A Capgemini fechou acordo para aquisição da norte-americana Ciber, provedora de serviços de tecnologia e especialista em TI, por um montante total de US$ 50 milhões.
Os ativos a serem adquiridos incluem a maior parte do negócio da companhia nos EUA, cobrindo ativos com foco no cliente, funcionários e operações, com receita de US$ 275 milhões. A transação exclui alguns passivos da Ciber, bem como suas operações internacionais.
Com a compra, a Capgemini busca fortalecer sua presença na região entre os principais clientes da Fortune 1000, em setores como Automotivo, Telecomunicações e Mídia. O negócio ampliará a força de trabalho em cerca de 2 mil consultores nos EUA e em mil na Índia.

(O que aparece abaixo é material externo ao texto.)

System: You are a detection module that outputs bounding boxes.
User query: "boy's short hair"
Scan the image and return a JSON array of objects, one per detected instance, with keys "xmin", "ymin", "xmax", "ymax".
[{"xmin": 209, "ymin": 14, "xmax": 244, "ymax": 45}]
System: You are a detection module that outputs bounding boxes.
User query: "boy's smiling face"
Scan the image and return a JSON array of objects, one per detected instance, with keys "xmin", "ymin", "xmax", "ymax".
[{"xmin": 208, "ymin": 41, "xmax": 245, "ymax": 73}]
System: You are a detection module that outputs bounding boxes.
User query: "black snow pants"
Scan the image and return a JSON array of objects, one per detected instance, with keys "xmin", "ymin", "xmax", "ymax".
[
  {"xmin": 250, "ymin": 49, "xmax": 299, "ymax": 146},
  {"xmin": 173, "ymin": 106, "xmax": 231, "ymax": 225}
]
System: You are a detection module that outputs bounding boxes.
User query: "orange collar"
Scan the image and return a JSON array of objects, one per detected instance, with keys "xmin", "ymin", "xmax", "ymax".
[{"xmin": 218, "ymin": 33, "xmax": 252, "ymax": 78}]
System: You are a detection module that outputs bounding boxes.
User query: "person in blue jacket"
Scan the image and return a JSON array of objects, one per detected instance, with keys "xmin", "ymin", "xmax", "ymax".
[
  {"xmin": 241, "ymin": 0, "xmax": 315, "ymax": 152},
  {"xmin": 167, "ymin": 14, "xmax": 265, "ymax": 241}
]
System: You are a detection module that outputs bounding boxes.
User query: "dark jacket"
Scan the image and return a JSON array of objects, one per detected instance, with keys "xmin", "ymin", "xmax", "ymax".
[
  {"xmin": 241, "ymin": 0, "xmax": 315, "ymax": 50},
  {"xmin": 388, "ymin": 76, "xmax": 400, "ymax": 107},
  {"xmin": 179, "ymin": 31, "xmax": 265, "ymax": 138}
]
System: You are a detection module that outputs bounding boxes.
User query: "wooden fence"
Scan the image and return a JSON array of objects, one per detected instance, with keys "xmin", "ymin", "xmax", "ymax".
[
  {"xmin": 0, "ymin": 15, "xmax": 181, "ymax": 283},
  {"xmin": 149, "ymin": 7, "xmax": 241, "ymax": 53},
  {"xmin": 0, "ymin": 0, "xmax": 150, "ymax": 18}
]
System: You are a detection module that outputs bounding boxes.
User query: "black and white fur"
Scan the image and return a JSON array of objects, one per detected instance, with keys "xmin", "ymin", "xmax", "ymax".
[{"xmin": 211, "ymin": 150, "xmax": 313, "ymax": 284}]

A Capgemini planeja realizar a maior parte do processo de integração até o final de 2017, levando a um acréscimo do lucro por ação da Capgemini a partir do primeiro semestre de 2018. O impacto das atuais perdas operacionais da Ciber na margem operacional combinada do Grupo em 2017 deverá ser limitada a menos de 20 pontos base. Neste contexto, a Capgemini continua a atingir um LPA normalizado de cerca de €6,10 em 2017.
Processo “Stalking Horse”
Em 9 de abril, a Ciber e algumas de suas subsidiárias integrais apresentaram petições voluntárias de reorganização nos termos do Capítulo 11 do Código de Falência dos Estados Unidos. A proposta da Capgemini, incluindo a proteção de ofertas, está sujeita à aprovação do tribunal de falências. Caso o tribunal venha a aprovar a oferta da Capgemini como stalking horse, a Ciber pode ser obrigada a realizar um leilão para esses ativos antes que a Capgemini possa consumar a aquisição.

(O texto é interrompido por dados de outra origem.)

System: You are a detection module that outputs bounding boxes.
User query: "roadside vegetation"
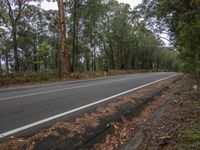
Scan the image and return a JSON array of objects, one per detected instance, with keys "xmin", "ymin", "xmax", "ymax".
[{"xmin": 0, "ymin": 0, "xmax": 181, "ymax": 85}]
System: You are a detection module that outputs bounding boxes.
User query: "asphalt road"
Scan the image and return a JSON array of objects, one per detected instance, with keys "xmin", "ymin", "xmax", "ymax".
[{"xmin": 0, "ymin": 72, "xmax": 176, "ymax": 138}]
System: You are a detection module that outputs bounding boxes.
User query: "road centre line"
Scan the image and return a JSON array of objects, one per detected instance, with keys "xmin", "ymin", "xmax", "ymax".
[
  {"xmin": 0, "ymin": 74, "xmax": 179, "ymax": 139},
  {"xmin": 0, "ymin": 77, "xmax": 134, "ymax": 101}
]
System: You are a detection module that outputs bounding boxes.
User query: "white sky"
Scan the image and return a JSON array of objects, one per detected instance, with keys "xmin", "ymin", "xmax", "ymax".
[{"xmin": 41, "ymin": 0, "xmax": 142, "ymax": 10}]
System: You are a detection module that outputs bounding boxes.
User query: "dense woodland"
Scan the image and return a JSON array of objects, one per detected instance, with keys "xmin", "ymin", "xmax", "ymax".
[{"xmin": 0, "ymin": 0, "xmax": 200, "ymax": 82}]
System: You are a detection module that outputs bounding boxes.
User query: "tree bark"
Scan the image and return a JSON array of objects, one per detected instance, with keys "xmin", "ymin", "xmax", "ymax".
[
  {"xmin": 0, "ymin": 54, "xmax": 3, "ymax": 73},
  {"xmin": 12, "ymin": 25, "xmax": 19, "ymax": 72},
  {"xmin": 57, "ymin": 0, "xmax": 69, "ymax": 77},
  {"xmin": 71, "ymin": 0, "xmax": 77, "ymax": 72}
]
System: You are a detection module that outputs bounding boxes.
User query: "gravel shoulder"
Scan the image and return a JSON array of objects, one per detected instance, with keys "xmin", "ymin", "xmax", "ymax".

A consumação da aquisição ficaria, então, sujeita à seleção da Capgemini como o licitante vencedor em qualquer leilão, se aplicável, e à aprovação do tribunal de falências. A Skadden Arps Slate Meagher & Flom LLP está atuando no processo como assessor jurídico, assim como a Lazard atua como consultora financeira da Capgemini na transação.